On entend souvent dire en Suisse que les «grosses sociétés» sont toujours favorisées face aux «pauvres contribuables», qui devraient passer à la caisse. Les réformes fiscales ne profiteraient qu’aux entreprises, qui paient de moins en moins d’impôts. De telles affirmations ne résistent pas à l’épreuve des faits.

Les statistiques de l’administration fédérale montrent que l’impôt fédéral direct (IFD) payé par les entreprises est passé de 4,7 milliards en 1998 à 7,3 milliards en 2008 puis à 12,5 milliards en 2018. Depuis 2019 d’ailleurs, les recettes de l’IFD dépassent celles de la TVA, et les entreprises y contribuent pour plus de la moitié. Les réformes successives de l’imposition des entreprises n’ont ainsi provoqué aucune perte de recettes fiscales, au contraire, car elles ont permis le développement d’un grand nombre de sociétés à forte valeur ajoutée.

Les actionnaires (que nous sommes tous à travers nos caisses de pension) seraient-ils donc les seuls gagnants de ces réformes? Non, les statistiques fédérales montrent que depuis 1995 la part des revenus qui provient du capital est stable autour de 30%; les autres 70% proviennent du travail. Une analyse d’Avenir Suisse montre quant à elle que le taux d’imposition moyen des salaires en Suisse (cotisations sociales comprises) est resté constant autour de 22% de 1995 à 2019, tandis que durant la même période le taux d’imposition des rendements de capitaux a grimpé de 34% à 44%. Les revenus du capital ne sont donc pas mieux traités que ceux du travail.

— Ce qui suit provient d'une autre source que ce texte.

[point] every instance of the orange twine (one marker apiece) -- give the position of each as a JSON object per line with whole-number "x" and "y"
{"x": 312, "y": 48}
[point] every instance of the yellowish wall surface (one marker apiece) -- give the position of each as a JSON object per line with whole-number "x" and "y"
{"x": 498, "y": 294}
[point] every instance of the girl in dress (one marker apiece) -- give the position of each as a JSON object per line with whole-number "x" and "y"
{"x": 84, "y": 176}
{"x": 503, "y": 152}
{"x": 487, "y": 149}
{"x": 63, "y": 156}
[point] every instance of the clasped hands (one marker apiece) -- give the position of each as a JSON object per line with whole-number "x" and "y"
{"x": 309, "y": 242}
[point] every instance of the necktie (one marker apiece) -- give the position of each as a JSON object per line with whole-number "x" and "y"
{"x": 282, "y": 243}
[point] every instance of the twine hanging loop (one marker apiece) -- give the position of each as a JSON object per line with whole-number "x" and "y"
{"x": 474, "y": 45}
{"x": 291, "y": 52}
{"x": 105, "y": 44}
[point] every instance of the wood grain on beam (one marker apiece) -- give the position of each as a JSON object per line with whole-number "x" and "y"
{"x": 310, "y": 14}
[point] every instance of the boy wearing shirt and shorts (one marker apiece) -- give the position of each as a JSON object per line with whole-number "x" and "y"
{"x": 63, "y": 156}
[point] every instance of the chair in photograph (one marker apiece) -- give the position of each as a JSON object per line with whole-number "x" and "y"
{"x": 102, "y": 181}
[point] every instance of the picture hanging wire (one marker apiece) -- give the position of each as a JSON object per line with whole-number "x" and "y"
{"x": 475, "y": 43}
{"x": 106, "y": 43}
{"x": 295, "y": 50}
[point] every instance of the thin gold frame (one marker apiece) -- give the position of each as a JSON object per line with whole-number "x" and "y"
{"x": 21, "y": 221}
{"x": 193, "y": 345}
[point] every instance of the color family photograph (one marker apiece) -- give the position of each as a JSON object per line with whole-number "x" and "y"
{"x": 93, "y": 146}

Nous profitons tous d’une TVA bien plus basse que dans les pays qui nous entourent.

Au contraire, les particuliers n’ont pas été oubliés: dès 2008 la déduction pour deuxième revenu au sein d’un couple a réduit l’IFD de 650 millions; dès 2011, la compensation de la progression à froid a biffé 360 millions d’IFD et le barème parental 300 millions. Entre 2007 et 2021, l’IFD pour un même revenu brut a ainsi diminué de 10% à 20%.

Par ailleurs, nous profitons tous d’une TVA bien plus basse que dans les pays qui nous entourent. Même après l’augmentation liée à AVS21, la TVA suisse n’atteindra pas la moitié de celle de nos voisins, tout en contribuant au tiers des recettes de la Confédération.

Au-delà de la fiscalité, la situation économique des citoyens suisses s’est aussi améliorée ces dernières années:

  • Selon l’enquête suisse sur la structure des salaires en 2020, le salaire médian s’élevait à 6’665 francs, ce qui représente une augmentation de plus de 10% en douze ans, alors que le niveau des prix est resté stable sur cette période. A noter que ce salaire médian est deux fois plus élevé que la moyenne des Etats de l’OCDE.
  • Dans une autre étude, Avenir Suisse montre que l’inflation des loyers a atteint environ 1% par an, en valeur réelle. Cette hausse coïncide avec l’augmentation des salaires: les ménages suisses ne dépensent donc pas plus pour se loger aujourd’hui qu’il y a 15 ans.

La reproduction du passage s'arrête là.